In 1972, she met Milton Glaser at the Aspen Design Conference. Glaser encouraged her to continue in the profession despite her intention to quit. In 1974, she started a small design business, which allowed her time with her family and to pursue her professional endeavors. She also attracted women looking for the flexibility to accommodate life with children, which was uncommon at the time.

In 1978, she founded Ann Willoughby & Associates (now Willoughby Design Group) in Kansas City, where she has worked with Lee Jeans, Einstein Bros. Bagels, and Hallmark. Her firm still supports young female designers and has worked on various design initiatives.

Willoughby received an American Institute of Graphic Arts (AIGA) medal in 2014. She was the first in the association’s Kansas City chapter to receive the medal.

== Willoughby Design Group ==

=== History ===
Ann Willoughby & Associates, now Willoughby Design, was founded in 1978 in Kansas City. In 2003 her firm redesigned public transportation in Kansas City. Her firm has worked with many clients, such as Interstate Brands Corporation, H&R Block, and Lee Apparel Company. They design ads, sales materials, and annual reports. They have also created ads, logos, and packaging for J.E. Dunn Construction Company, the Country Club Plaza, and Farm to Market Bread Company.
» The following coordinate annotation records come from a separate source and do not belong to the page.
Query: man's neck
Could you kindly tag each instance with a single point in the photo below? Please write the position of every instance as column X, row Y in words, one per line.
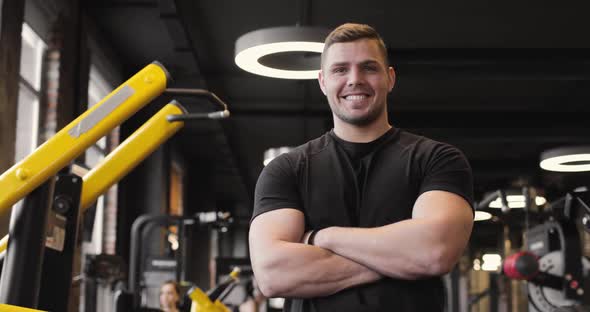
column 360, row 134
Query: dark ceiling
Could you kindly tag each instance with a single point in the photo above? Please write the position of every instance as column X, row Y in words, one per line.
column 501, row 80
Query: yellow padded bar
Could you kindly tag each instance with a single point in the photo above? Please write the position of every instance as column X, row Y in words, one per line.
column 11, row 308
column 73, row 139
column 126, row 156
column 129, row 154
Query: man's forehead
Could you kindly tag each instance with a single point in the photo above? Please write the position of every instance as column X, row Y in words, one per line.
column 363, row 50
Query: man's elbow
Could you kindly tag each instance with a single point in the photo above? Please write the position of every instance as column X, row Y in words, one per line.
column 269, row 283
column 442, row 261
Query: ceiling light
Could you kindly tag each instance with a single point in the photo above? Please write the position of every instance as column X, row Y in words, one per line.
column 273, row 152
column 282, row 52
column 566, row 159
column 491, row 262
column 516, row 201
column 482, row 216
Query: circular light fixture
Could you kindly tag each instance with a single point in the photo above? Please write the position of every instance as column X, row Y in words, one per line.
column 282, row 52
column 482, row 216
column 566, row 159
column 516, row 201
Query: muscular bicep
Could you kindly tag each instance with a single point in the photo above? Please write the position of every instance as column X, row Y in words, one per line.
column 272, row 229
column 449, row 214
column 285, row 224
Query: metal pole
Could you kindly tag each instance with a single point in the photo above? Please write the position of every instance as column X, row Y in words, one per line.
column 21, row 273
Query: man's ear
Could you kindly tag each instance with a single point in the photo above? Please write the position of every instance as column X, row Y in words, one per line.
column 321, row 81
column 391, row 73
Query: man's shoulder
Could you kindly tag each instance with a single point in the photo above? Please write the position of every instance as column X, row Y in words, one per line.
column 311, row 147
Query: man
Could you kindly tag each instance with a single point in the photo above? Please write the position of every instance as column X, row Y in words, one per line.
column 366, row 217
column 169, row 296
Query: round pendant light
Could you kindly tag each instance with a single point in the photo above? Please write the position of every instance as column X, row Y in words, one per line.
column 282, row 52
column 566, row 159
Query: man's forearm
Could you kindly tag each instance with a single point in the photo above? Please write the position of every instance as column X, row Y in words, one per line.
column 409, row 249
column 299, row 270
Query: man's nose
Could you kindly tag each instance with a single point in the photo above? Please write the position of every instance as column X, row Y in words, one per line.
column 355, row 77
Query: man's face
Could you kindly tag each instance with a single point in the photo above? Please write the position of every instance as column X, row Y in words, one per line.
column 168, row 296
column 356, row 81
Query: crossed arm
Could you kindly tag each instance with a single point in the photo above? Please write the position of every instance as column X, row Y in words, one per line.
column 429, row 244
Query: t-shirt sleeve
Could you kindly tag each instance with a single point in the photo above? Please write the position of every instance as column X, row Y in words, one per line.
column 447, row 169
column 276, row 187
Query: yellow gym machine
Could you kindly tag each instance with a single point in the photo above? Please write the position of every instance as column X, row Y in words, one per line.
column 38, row 256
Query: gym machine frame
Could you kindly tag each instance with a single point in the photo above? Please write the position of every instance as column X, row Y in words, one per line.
column 43, row 182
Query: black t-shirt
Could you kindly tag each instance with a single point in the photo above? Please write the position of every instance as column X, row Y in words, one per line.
column 339, row 183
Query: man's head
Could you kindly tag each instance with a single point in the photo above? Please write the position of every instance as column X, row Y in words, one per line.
column 169, row 296
column 352, row 32
column 355, row 75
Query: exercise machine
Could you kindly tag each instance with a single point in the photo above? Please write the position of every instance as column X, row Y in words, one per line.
column 38, row 253
column 552, row 262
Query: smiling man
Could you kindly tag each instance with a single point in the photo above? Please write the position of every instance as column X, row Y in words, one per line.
column 366, row 217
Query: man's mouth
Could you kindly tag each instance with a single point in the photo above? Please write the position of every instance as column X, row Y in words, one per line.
column 355, row 97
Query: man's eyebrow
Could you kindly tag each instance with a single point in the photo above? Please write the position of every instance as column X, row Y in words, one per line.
column 367, row 62
column 339, row 64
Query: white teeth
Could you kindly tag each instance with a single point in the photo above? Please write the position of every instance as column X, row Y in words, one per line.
column 355, row 97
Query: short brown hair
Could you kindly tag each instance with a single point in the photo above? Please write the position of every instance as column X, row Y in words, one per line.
column 351, row 32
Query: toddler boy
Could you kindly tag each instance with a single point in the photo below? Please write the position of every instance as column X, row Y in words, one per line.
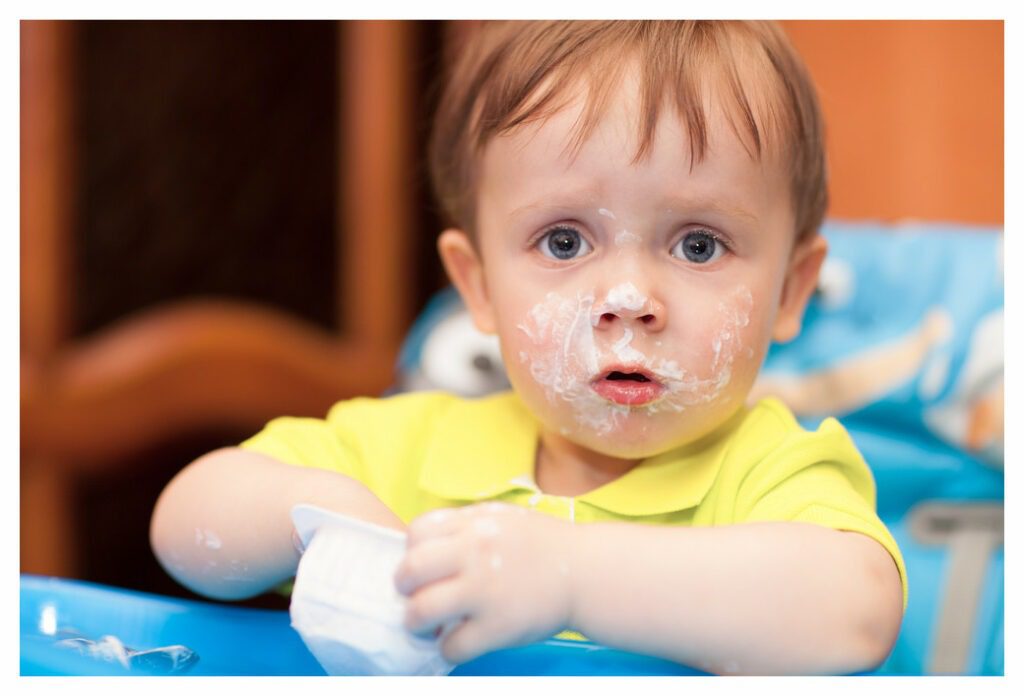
column 634, row 212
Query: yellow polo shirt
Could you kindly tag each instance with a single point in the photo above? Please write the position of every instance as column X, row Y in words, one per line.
column 424, row 450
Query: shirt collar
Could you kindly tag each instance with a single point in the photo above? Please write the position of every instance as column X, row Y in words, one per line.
column 484, row 447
In 1989, the annual revenue was less than $500,000. Willoughby sold 70 percent of her company to LPK in 1989, one of the country's top 10 packaging design firms. After five years, LPK sold the interests back. In 1996, the firm saw an increased revenue of about $1.7 million.

One of her most recognizable works was her firm's design for the Bagel & Bagel chain of restaurants, first opening in 1987. The design survived a merger in 1995 with three other regional bakeries. They also launched a new coffee identity for Bagel & Bagel and continued to do more identity and packaging projects.

=== Clients ===
Numerous clients of Willoughby Design include civic and non-profit organizations, corporate health and wellness products, restaurants, and shops. The business provides a range of services, including brand development, promotions, consumer goods, digital, environmentally friendly packaging, and video.

==== Non-profits ====
Willoughby Design has created campaigns for Design Industries Foundation Fighting AIDS (DIFFA), Deliver Now for Women and Children, and American Institute of Graphic Arts Get Out The Vote. In 2012, Willoughby's partner Zack Shubkagel served as the National Chair for the Get Out the Vote project by the American Institute of Graphic Arts and designed displays in Kansas City and at New York City's National American Institute of Graphic Arts offices.

==== Corporate ====
Corporate clients have included brand systems for veterinary companies, Neenah Paper, and health and wellness companies.

==== Packaging ====
Willoughby Design has created packaging solutions for Hershey's, Williams Sonoma, and Panera, among others.